Commenting on the findings, Lisa Forrest, Global Head of Internal Talent Acquisition at Alexander Mann Solutions said;

“The success of flexible working initiatives relies on effective employee engagement strategies. However too few organisations are currently ‘getting it right’ to the detriment of not only their employees but also their ongoing success. Failure to embrace flexible working risks alienating huge segments of the workforce – especially amongst the millennial population – and, as the CIPD’s figures demonstrate, can lead to disengagement and demotivation.”
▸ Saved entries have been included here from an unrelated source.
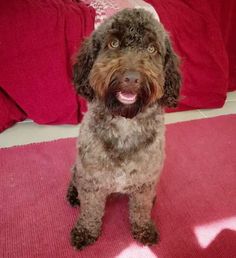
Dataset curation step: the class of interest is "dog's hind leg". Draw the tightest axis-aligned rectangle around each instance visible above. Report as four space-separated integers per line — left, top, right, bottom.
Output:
67 182 80 206
66 166 80 206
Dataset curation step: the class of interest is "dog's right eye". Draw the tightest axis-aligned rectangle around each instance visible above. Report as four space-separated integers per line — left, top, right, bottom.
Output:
108 39 120 49
147 45 157 54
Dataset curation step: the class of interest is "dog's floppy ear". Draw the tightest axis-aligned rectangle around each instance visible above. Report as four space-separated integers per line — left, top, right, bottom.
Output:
73 37 98 102
159 37 181 107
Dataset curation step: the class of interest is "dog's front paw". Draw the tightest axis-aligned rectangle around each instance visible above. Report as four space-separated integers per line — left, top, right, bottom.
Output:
131 221 160 245
71 225 98 250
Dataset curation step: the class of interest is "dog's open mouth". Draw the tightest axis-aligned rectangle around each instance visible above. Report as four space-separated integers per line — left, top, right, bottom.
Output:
116 91 137 104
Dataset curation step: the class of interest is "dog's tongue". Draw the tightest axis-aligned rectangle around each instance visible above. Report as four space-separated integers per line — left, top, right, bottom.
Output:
117 91 137 104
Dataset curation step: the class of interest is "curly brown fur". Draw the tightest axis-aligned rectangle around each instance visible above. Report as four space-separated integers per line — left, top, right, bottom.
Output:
69 8 181 249
73 9 181 109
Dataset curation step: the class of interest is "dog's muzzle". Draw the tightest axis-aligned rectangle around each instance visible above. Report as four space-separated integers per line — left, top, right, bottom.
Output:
116 70 141 105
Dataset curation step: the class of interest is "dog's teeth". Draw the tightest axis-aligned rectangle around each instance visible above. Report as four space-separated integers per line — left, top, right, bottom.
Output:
117 92 137 104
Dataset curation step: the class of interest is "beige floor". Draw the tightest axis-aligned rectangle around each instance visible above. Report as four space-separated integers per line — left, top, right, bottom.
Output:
0 91 235 148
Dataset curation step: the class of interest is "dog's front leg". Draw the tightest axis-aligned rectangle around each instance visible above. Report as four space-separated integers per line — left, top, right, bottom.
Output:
71 190 106 250
129 185 159 245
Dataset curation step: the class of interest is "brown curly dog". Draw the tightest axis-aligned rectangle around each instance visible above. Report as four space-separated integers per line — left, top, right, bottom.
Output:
67 8 181 250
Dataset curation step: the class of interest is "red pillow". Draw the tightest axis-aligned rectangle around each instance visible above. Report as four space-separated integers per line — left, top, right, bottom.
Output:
0 89 26 133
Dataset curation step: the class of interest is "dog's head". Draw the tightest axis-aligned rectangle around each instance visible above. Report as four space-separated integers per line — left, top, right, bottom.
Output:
73 9 181 118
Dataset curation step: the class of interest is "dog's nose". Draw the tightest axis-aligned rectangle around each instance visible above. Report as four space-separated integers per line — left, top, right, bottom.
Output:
122 71 141 85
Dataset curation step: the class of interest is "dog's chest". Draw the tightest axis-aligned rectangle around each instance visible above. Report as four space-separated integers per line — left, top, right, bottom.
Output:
110 117 138 145
98 115 159 155
110 146 162 193
113 168 127 192
78 106 165 193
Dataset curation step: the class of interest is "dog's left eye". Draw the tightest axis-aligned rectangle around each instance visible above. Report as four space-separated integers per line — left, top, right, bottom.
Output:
147 45 157 54
108 39 120 49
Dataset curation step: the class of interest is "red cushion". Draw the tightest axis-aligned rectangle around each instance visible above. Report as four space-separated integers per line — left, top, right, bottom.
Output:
0 0 95 130
207 0 236 91
0 89 26 133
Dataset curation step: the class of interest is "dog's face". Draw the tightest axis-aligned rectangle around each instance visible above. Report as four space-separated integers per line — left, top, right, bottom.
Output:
73 9 181 118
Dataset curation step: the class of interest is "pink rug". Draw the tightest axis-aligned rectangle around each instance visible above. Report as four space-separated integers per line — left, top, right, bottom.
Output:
1 115 236 258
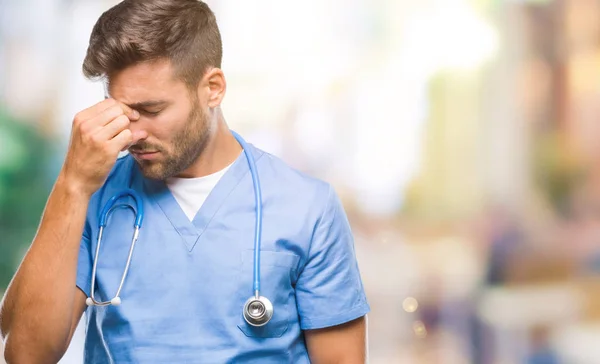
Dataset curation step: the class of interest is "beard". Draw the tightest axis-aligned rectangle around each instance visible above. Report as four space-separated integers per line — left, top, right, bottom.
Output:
131 98 211 180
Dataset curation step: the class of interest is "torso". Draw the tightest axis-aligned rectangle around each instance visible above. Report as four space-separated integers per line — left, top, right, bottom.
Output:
81 145 328 363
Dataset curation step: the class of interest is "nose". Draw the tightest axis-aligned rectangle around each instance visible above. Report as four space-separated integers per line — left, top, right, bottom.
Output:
128 117 148 144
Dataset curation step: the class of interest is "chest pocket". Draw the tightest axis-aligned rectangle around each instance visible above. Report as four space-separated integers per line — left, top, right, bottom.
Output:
236 250 300 338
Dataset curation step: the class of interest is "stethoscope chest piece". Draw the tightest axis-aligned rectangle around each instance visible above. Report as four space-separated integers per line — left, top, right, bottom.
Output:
243 295 273 327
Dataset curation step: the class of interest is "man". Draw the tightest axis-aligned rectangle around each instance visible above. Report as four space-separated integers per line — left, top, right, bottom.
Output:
0 0 370 362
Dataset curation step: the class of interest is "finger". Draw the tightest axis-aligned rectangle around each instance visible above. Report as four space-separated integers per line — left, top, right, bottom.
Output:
77 98 139 125
116 101 140 121
121 130 148 151
76 98 119 122
84 104 127 131
108 129 133 152
96 115 130 141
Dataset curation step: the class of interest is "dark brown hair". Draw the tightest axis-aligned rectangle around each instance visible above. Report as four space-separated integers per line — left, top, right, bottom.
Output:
82 0 222 89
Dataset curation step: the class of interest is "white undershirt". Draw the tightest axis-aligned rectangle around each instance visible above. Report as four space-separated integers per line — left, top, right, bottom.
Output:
166 163 233 221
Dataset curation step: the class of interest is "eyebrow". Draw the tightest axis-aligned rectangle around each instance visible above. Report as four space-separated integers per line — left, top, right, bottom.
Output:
126 100 170 110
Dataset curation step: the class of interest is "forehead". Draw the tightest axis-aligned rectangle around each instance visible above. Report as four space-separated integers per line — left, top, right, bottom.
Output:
107 59 186 102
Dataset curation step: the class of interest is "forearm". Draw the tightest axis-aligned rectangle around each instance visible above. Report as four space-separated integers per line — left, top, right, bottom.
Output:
0 174 90 360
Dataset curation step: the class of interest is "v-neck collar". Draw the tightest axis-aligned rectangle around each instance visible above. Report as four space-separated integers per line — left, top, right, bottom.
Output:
142 142 265 252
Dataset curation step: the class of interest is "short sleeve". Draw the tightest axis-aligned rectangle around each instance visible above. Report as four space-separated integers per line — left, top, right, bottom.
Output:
76 221 93 297
295 186 370 330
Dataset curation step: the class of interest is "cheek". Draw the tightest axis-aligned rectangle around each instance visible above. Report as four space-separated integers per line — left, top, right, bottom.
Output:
150 112 191 144
150 112 183 135
165 108 193 129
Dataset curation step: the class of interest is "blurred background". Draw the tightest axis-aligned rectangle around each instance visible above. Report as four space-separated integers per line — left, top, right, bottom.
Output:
3 0 600 362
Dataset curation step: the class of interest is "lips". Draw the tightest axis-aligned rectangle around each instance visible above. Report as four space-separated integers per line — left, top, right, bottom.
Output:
130 150 160 160
130 149 158 154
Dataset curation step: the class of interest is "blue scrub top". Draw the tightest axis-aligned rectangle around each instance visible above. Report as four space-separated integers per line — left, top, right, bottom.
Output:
76 140 370 363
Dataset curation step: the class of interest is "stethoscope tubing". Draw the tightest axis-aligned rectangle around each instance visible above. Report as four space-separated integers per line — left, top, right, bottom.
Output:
86 132 270 323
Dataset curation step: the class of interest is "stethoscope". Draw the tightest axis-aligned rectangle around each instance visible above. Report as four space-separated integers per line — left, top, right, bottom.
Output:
85 130 274 327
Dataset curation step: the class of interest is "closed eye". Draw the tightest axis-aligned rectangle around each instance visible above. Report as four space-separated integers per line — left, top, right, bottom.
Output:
140 109 162 117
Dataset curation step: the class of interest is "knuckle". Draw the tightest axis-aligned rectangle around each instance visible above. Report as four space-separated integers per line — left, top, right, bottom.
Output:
79 121 91 135
89 133 103 146
73 113 84 126
81 132 94 145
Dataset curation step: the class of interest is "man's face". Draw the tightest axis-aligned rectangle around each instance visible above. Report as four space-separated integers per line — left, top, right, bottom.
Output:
108 60 211 180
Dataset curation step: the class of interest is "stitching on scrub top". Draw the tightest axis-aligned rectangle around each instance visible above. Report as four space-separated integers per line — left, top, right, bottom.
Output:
301 184 334 272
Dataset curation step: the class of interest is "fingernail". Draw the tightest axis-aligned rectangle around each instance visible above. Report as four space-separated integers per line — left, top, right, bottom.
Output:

“Companies must set and nurture flexible working policies from the beginning of the employment contract and review practices regularly with employees to ensure mutual understanding and satisfaction, and to foster wider organisational support. After all, these individuals are just as valuable as those based in the office and it’s the responsibility of employers to ensure they feel as though they are part of the business, even if they are not physically in the office.”

“The CIPD also found that almost half (42%) of those who work remotely feel it helps them to stay in control of their workload and over a third (37%) believe they are more productive when working from home – demonstrating the benefits effective flexible working can have on business and individuals alike . As the flexible working population increases, it is key that employers are better equipped to manage remote staff to ensure that employees enjoy these benefits without feeling pressurised, sidelined or disengaged.”